Part two in my mental health story… we discussed part one, school and college here.
After a lot of hard work and commitment to hypnoanalysis I did it, I made it to University. I even hosted a cocktail party with my friends before I went to prove I could cope around people drinking, and a few nights out to confront my fears of people being out clubbing and being sick. I chose a University a five-hour drive away so that I couldn’t just run home when I got stressed and anxious, I had to stand on my own two feet, and I had an absolutely incredible year. I made some amazing friends, who really understood and supported my journey and I still miss, and I proved to everyone that I could live independently and cope in the face of the things that had previously induced crippling anxiety. Without that year and really embracing the University lifestyle I don’t think I would ever have made it to a place where I could cope with my anxieties on my own.

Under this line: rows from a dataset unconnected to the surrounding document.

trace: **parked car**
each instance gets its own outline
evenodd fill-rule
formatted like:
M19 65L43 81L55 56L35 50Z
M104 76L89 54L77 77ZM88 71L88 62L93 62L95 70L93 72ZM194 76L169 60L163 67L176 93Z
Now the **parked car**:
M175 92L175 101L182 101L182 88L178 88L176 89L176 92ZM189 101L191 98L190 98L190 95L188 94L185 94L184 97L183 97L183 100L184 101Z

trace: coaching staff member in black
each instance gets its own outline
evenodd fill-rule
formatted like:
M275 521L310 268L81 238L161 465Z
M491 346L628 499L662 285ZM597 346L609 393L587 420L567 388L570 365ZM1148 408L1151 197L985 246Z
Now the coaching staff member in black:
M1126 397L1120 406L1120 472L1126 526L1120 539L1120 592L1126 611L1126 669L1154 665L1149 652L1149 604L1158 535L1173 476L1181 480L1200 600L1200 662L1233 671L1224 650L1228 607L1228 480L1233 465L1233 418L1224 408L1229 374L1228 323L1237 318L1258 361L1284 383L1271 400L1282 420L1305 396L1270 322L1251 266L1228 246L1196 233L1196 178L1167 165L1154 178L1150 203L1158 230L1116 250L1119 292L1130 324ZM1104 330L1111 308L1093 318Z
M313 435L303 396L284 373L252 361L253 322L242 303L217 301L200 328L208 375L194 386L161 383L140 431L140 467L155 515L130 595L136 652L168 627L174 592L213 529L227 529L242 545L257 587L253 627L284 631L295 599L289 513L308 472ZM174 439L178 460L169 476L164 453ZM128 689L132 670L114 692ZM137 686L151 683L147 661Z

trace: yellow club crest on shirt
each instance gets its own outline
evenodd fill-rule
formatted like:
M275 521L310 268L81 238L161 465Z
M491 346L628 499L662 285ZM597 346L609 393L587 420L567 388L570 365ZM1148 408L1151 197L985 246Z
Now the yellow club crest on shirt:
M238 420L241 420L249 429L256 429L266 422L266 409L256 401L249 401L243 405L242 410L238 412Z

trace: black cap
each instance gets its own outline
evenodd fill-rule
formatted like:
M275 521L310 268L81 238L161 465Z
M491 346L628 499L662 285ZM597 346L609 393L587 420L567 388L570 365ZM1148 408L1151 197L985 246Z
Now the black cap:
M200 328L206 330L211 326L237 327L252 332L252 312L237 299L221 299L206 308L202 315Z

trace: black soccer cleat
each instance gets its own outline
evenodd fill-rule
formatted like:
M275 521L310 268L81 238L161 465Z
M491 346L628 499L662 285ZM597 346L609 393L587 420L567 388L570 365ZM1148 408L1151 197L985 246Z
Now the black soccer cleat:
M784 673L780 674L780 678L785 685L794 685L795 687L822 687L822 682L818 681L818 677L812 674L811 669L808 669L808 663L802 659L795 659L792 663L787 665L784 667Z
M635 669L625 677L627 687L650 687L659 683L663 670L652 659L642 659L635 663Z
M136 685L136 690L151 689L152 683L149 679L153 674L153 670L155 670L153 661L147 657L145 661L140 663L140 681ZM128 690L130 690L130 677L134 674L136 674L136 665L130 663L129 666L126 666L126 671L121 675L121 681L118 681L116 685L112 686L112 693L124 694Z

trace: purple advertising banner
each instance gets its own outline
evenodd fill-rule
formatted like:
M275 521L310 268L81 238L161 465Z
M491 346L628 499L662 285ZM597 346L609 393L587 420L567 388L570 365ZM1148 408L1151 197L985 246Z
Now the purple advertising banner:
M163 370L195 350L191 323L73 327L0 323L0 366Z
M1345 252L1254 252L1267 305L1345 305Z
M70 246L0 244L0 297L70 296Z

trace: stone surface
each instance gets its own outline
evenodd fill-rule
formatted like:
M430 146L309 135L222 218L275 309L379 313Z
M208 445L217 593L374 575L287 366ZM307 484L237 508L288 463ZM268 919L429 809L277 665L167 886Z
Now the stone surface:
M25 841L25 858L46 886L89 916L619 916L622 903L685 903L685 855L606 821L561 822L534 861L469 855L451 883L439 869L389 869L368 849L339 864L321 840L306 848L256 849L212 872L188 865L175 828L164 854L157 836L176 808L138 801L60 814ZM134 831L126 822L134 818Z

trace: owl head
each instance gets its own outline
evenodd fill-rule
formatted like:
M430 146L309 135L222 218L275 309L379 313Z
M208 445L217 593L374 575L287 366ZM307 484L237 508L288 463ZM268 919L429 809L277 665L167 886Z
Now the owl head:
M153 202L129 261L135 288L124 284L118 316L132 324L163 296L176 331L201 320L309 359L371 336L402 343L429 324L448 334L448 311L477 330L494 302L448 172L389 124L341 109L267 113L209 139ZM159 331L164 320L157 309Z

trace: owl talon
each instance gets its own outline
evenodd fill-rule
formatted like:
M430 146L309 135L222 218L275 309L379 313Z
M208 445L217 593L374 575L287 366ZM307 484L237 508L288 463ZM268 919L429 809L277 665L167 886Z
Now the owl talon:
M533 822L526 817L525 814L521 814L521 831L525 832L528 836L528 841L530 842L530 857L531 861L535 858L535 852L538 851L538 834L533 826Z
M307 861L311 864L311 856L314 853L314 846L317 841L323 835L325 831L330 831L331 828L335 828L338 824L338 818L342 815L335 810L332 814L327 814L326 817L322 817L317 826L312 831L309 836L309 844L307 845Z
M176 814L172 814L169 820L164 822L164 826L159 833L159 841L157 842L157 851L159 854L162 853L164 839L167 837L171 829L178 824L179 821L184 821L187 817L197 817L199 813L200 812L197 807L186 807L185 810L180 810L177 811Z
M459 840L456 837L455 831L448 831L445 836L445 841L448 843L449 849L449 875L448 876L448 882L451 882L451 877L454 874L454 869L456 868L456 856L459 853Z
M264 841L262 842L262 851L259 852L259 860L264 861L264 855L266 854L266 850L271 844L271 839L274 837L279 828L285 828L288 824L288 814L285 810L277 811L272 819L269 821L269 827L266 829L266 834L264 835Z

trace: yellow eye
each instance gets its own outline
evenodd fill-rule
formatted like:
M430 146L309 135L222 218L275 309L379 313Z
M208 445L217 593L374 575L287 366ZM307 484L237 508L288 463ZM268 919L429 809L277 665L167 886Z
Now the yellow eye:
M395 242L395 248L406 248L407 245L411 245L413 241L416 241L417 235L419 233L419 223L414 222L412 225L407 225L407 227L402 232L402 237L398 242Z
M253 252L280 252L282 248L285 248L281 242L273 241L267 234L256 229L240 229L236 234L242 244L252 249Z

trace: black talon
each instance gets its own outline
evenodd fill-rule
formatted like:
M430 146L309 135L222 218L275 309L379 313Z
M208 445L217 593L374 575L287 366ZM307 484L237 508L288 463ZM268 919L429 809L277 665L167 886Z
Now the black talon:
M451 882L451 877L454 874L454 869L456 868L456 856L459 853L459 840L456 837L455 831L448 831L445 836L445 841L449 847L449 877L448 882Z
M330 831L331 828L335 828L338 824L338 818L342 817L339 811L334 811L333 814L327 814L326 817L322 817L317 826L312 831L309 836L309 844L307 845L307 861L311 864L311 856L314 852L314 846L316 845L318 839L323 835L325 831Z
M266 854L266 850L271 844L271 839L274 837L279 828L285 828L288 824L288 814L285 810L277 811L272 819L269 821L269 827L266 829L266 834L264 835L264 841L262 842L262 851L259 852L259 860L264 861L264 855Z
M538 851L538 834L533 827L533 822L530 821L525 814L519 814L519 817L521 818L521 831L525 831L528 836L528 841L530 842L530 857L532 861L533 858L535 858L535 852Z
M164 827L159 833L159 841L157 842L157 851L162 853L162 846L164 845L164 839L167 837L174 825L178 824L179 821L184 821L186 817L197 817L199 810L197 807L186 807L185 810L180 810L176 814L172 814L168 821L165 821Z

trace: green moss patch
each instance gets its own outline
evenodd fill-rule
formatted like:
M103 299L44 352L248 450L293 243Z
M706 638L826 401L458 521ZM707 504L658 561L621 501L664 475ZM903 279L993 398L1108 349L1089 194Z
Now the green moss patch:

The problem came at the end of the first year. I studied Biology, which I adored, however the career prospects from biology weren’t what I wanted to do – predominantly it would mean going into research and I’ve always wanted a more person-centred career. I chose to leave because you get one years ‘grace’ for funding, so I can still get funded for another 3 year degree course when I eventually work out what path I want to take – so I chose to drop out as, although hard and rather stressful, it would open up more opportunities to find the career I wanted.
Once I returned home I lost direction as the path I had anticipated being on – finishing the degree and getting a career – had suddenly disappeared and I felt lost and confused as to what to do next. Especially as all my friends remained at university, I felt a bit out of sync and like it was something to be ashamed of because I have always been extremely academic, and a degree was what was expected of me. So, although I knew it was the right decision for me it was still an anxious decision. And, with the hindsight of the identity instability of BPD it explains why this affected me so badly.
As I was suddenly at home I needed to find a job and ended up in retail, purely through availability – which is when the depression started as I started to worry that I would be stuck in a minimum wage entry job and had made a bad decision in leaving. I didn’t have the experience or knowledge to work out where to go next or what career path to follow; and this led to my depression diagnosis. It was predominantly a mixture of the stressful few months, having to rethink my future and being unsure of the future, and fear of what others thought, and I made the decision to go on anti-depressants.
I then found a job as a Support Worker for adults with learning disabilities and epilepsy (definitely an irony in that once the seizures started) and this was where I realised my niche and that working with people really is, as I had always anticipated it being, the place where I flourish. Once I started working in care I began to come off the medication, however a colleague began to pick on my lack of experience and lack of confidence, at which point I chose to remain on the medication due to the damage this had on my confidence and general feeling of wellbeing. Again, I think this was related to the uncertainty of the future and whether or not I would be good at the job. I have always been so petrified of what other people thought and of not being good enough and it has played havoc on my confidence and direction. But I know that I was damn good at that job and, once a few individuals had left, our team really made a difference to those service users day-to-day lives.
Next, looking for some more progression and a higher salary, I took a position in a children’s hospice as a carer and again was in an environment I adored and was comfortable enough in to come off the anti-depressants completely. But by this point my personal relationship had become unhealthy, with a lot of emotionally abusive components; although I couldn’t see this at the time despite friends and family trying their best to make me realise that it wasn’t a good place to be. Between this, my mental health and just the general stress it all created, I started having seizures… initially they were absence seizures and I would just stare blankly into space for a few seconds; it could appear to some so much like daydreaming that I wonder if people would have realised what they were it wasn’t for working in a medical environment. Then when I had some full tonic clonic seizures it was too much of a risk in that environment and, as they couldn’t provide me with enough hours in other roles to continue full-time (we did try a while of being a housekeeper but made a joint decision that I was certainly not a natural and it was best I stopped that for everyone’s sanity) and I had to leave. It was devastating as I adored the job, the organisation and working with children and young people knowing that I was doing something that made a real difference; and that is how I ended up where I am now, but that’s the next bit of the story.
From the start of the seizures, to a diagnosis of Non-Epileptic Attack Disorder took two and a half years, but we can talk about that more in depth another time. All of my reactions to situations, and the desperation to have a career I can be proud of as a way to identify myself, all support the Borderline Personality Diagnosis – it’s amazing how much more sense things make sense in hindsight.